Microsoft Launches Video Authenticator for Detecting Deepfakes Ahead of US election
Microsoft has launched Video Authenticator, a tool that analyzes videos and still photos to generate a manipulation score. This tool is an addition to the pile of technologies that can spot synthetic media or deepfakes.
According to Microsoft, the tool provides a percentage chance or confidence score that has been artificially manipulated by the media.
In a blog post, it writes in a press release “In the case of a video, it can provide this percentage in real-time on each frame as the video plays.” Adding, “It works by detecting the blending boundary of the deepfake and subtle fading or greyscale elements that might not be detectable by the human eye.”

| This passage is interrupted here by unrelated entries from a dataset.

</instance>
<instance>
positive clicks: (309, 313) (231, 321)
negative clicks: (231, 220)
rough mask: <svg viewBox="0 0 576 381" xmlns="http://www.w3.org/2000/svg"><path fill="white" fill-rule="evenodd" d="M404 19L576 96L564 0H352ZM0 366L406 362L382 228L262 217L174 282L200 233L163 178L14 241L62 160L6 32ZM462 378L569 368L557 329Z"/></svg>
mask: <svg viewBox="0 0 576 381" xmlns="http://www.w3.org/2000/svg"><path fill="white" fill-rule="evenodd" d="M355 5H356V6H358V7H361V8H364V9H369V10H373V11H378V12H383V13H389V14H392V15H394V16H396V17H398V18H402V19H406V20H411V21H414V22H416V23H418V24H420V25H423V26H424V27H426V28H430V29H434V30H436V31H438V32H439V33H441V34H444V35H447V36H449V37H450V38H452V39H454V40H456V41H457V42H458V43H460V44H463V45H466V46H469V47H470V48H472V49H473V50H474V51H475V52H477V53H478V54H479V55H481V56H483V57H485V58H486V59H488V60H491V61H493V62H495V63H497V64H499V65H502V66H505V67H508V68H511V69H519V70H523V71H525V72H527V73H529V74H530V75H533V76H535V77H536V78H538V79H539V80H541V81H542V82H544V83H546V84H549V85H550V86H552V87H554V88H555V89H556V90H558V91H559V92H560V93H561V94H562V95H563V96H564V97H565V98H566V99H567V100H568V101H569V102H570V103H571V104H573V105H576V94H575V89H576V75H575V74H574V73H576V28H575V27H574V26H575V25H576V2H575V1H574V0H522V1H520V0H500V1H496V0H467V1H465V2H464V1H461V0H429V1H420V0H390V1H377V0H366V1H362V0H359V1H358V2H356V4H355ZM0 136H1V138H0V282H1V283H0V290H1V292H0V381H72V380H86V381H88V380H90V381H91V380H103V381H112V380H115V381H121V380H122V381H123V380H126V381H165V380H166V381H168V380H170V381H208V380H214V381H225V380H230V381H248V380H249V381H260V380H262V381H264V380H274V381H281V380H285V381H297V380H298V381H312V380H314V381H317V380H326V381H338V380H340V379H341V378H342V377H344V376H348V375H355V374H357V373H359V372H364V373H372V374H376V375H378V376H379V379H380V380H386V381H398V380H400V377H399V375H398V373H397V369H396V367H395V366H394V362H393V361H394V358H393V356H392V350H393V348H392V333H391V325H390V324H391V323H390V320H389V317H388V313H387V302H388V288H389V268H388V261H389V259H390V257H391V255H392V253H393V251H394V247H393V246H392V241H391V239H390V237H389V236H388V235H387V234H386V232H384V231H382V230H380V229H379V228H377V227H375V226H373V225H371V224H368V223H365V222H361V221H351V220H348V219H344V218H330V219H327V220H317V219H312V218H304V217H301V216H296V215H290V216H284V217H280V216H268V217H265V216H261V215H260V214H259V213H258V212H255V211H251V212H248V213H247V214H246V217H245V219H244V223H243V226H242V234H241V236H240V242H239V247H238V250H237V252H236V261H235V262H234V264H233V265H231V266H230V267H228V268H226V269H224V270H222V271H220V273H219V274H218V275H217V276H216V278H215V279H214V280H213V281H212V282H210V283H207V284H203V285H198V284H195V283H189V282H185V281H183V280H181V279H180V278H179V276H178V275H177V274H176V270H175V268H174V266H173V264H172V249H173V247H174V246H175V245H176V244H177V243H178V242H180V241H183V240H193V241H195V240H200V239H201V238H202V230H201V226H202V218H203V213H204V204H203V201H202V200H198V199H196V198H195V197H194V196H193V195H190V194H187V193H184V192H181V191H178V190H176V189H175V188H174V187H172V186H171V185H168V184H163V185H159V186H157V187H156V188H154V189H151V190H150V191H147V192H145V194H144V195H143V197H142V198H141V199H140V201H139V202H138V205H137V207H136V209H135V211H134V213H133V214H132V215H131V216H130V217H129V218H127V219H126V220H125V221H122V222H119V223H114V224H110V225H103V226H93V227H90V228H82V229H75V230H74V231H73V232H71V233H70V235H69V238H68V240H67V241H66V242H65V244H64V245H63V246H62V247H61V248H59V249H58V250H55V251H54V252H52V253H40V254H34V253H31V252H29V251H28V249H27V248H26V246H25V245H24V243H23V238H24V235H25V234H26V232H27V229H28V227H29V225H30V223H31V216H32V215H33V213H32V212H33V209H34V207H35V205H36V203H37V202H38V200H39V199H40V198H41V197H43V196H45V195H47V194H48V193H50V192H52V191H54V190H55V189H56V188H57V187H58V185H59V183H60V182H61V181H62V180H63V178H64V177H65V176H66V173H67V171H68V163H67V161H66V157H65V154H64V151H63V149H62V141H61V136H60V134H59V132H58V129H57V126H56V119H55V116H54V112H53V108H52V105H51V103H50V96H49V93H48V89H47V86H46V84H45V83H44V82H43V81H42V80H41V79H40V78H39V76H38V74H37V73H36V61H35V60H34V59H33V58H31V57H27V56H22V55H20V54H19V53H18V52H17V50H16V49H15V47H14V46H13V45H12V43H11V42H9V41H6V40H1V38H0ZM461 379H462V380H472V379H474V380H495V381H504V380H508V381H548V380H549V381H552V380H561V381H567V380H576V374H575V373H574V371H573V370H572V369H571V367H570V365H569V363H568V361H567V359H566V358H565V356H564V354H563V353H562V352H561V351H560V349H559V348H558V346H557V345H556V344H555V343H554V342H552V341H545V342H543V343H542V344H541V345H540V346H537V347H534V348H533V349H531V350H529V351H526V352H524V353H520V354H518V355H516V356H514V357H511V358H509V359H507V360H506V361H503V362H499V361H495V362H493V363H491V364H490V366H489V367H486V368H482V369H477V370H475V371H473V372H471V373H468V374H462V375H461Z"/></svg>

In most cases, deepfakes are created with different intentions meaning that it can end up being quite tricky to unsuspecting viewers. This makes identifying visual disinformation a hard problem.
In summer, Facebook started a competition to develop a deepfake detector that results that were better than guessing.
The company is partnering with an AI Foundation based in San Francisco to make the tool available to organizations involved in the democratic process.
Microsoft adds “Video Authenticator will initially be available only through RD2020 [Reality Defender 2020], which will guide organizations through the limitations and ethical considerations inherent in any deepfake detection technology. Campaigns and journalists interested in learning more can contact RD2020 here.”
“We expect that methods for generating synthetic media will continue to grow in sophistication,” it continues. “As all AI detection methods have rates of failure, we have to understand and be ready to respond to deepfakes that slip through detection methods.